Quais, em relação ao Rafael, os sonhos e esperanças da
família?
Pela sua afinidade com a tecnologia, é nosso plano
ajudá-lo a se preparar para se tornar um profissional
nessa área (reparo e instalação de softwares em
computadores, a princípio). Temos trabalhado para que
alcance autonomia mais ampla e possa morar a sós, nos
próximos anos, se ele o desejar. No momento, diz que não
sairá de casa e que cuidará de sua mãe...
Nunca o deixamos totalmente ocioso. Buscamos, também,
fazê-lo variar suas ocupações de lazer, fazendo-o
revezar entre jogar, assistir séries ou desenhos,
desenhar e brincar de Lego.
Sabe-se que cada casal enfrenta o autismo ao seu modo.
Vocês ficaram mais unidos?
Sim. Definitivamente, o Rafael unia imensamente nossa
família, pois tornou-se um centro de atenção por longos
anos. Até hoje cuidamos dele, embora não inspire mais
cuidados, como antes.
Algum conselho para os pais que têm um filho ou uma
filha autista?
O conselho que podemos dar é nunca perder a esperança,
pois há muitos meios terapêuticos, hoje, à disposição,
mesmo que não tenhamos muitos recursos financeiros (como
foi o nosso caso, sempre recorrendo ao serviço público).
Outro é: não acreditem em "tratamentos milagrosos", pois
a cura de nossos males físicos e emocionais é, em grande
parte, o "amor em família", a boa convivência ao longo
dos anos.
Notas da Autora:
1 - Outras informações acerca do caso Rafael o leitor
pode obter escrevendo para o seguinte endereço: Abel S.
-
albergueamigo@gmail.com
2 - Para se inteirar sobre o autismo, uma fonte indicada
é a Associação de Amigos do Autista –
www.ama.org.br
3 - Cada família enfrenta o autismo de uma maneira
própria.

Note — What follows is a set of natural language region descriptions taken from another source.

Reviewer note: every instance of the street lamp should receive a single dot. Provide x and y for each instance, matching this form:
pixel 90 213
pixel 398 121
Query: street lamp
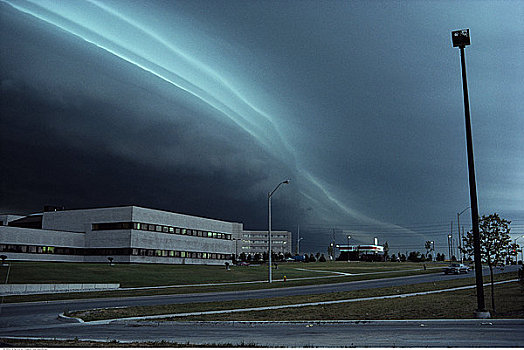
pixel 298 245
pixel 521 249
pixel 460 235
pixel 348 246
pixel 269 223
pixel 461 39
pixel 449 246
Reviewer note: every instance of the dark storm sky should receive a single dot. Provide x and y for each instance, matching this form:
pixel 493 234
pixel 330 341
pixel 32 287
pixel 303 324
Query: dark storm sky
pixel 203 107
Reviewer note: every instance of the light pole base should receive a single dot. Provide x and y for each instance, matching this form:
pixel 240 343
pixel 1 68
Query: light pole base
pixel 482 314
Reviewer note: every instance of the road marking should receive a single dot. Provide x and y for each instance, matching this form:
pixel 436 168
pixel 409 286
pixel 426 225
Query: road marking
pixel 276 307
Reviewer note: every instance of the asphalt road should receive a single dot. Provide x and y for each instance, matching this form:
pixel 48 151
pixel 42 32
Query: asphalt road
pixel 40 320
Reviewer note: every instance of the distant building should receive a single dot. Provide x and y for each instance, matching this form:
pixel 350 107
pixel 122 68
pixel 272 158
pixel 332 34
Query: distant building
pixel 128 235
pixel 365 252
pixel 253 242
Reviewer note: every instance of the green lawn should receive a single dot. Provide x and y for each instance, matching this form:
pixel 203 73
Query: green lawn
pixel 454 304
pixel 142 275
pixel 145 275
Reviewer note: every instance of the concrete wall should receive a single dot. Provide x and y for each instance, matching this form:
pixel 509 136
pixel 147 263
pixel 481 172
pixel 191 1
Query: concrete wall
pixel 80 220
pixel 19 235
pixel 157 240
pixel 25 289
pixel 180 220
pixel 108 239
pixel 6 218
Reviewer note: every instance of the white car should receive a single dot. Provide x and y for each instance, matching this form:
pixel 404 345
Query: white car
pixel 456 269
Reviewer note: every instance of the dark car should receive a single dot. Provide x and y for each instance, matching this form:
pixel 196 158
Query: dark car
pixel 456 269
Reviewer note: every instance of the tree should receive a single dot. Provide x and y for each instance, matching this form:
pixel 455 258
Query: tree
pixel 494 244
pixel 427 245
pixel 386 251
pixel 415 257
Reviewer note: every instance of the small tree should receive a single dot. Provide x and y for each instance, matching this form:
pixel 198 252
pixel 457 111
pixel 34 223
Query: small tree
pixel 494 244
pixel 427 245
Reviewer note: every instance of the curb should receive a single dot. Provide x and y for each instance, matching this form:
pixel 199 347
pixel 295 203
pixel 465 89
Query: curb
pixel 69 319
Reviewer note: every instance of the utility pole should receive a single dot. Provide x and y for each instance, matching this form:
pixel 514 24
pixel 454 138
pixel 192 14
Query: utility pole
pixel 461 39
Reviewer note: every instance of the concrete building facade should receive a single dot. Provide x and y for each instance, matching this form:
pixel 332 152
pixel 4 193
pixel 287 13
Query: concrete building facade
pixel 126 234
pixel 253 242
pixel 130 234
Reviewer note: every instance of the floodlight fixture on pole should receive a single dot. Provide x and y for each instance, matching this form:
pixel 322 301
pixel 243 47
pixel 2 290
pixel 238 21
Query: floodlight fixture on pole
pixel 521 249
pixel 270 279
pixel 460 235
pixel 349 237
pixel 461 39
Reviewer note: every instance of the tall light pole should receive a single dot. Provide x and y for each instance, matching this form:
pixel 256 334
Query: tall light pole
pixel 269 224
pixel 449 246
pixel 521 249
pixel 461 39
pixel 460 235
pixel 348 246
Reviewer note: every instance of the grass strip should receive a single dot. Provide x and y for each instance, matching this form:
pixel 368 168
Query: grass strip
pixel 213 289
pixel 112 313
pixel 76 343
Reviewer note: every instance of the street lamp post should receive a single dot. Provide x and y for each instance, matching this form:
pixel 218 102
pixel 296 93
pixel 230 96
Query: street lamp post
pixel 461 39
pixel 460 235
pixel 521 249
pixel 348 246
pixel 269 225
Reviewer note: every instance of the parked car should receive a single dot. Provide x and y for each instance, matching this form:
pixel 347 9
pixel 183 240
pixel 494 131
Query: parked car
pixel 456 269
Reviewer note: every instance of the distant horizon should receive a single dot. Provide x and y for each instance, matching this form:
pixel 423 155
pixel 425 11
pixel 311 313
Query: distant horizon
pixel 202 108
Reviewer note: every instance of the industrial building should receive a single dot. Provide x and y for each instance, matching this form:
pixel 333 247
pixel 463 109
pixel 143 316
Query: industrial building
pixel 253 242
pixel 368 252
pixel 127 234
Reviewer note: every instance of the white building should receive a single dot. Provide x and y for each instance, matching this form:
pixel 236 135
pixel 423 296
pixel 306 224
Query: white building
pixel 253 242
pixel 127 234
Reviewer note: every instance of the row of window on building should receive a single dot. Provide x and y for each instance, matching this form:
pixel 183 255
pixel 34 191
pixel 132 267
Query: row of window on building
pixel 158 228
pixel 32 249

E a criança autista tem um nível de atividade
invulgar, que reclama atenção e supervisão constantes,
pois são indivíduos com sérios problemas de comunicação
e de interação. Há, desse modo, os períodos críticos
de transição pelos quais passam todas as famílias:
a) ao receber o diagnóstico; b) durante os anos
escolares; c) adolescência; d) idade adulta.
4 - Cf. Rodríguez, Juan Danilo. Terapia Holística
Alliyana. BA: Editora Leal, 2015 – leitura rica e
muito apropriada para quem tem um filho autista ou cuida
de uma pessoa com autismo – professores, terapeutas,
médicos, parentes e/ou amigos de pessoa com autismo. O
médico Juan Danilo Rodríguez tem no Brasil o apoio de
Divaldo Franco na divulgação do método Alliyana.